When appropriate for patients, physicians may elect to use the Medtronic's Micra TPS because unlike traditional pacemakers, the device does not require cardiac wires (leads) or a surgical "pocket" under the skin to deliver a pacing therapy. Instead, the device is small enough to be delivered through a catheter and implanted directly into the heart with small tines, providing a safe alternative to conventional pacemakers without the complications associated with leads - all while being cosmetically invisible. The Micra TPS is also designed to automatically adjust pacing therapy based on a patient's activity levels.
Bradycardia is a condition characterized by a slow or irregular heart rhythm, usually fewer than 60 beats per minute. At this rate, the heart is unable to pump enough oxygen-rich blood to the body during normal activity or exercise, causing dizziness, fatigue, shortness of breath or fainting spells. Pacemakers are the most common way to treat bradycardia to help restore the heart's normal rhythm and relieve symptoms by sending electrical impulses to the heart to increase the heart rate.

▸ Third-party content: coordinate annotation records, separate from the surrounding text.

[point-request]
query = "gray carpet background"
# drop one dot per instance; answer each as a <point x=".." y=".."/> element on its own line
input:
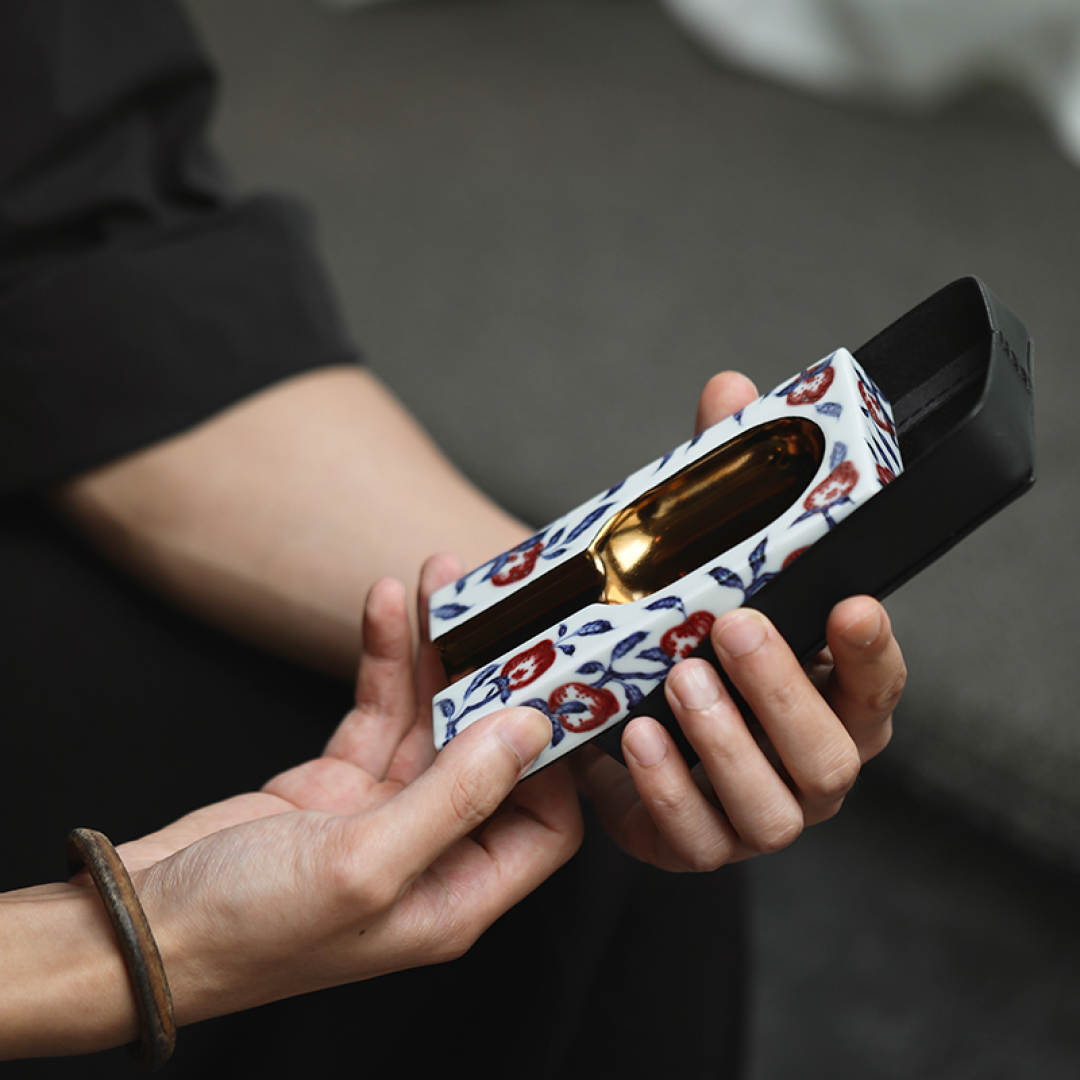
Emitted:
<point x="550" y="223"/>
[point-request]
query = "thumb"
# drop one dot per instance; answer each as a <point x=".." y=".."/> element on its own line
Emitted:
<point x="464" y="786"/>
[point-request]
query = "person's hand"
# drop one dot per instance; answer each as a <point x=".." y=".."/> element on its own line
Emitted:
<point x="742" y="799"/>
<point x="374" y="858"/>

Northside Hospital today announced that it is one of the first hospitals in Florida to offer the world's smallest pacemaker for patients with bradycardia. The Micra(R) Transcatheter Pacing System (TPS) is now approved for Medicare reimbursement, providing patients the most advanced pacing technology in a size comparable to a large vitamin. The first procedure at Northside Hospital was performed on April 20, 2018 by Robert Sheppard, MD, FACC, FHRS, Medical Director of the Cardiac Electrophysiology Lab at Northside Hospital.
The Micra TPS was approved by the U.S. Food and Drug Administration in April 2016, and has been granted Medicare reimbursement, allowing broad patient access to the novel pacing technology.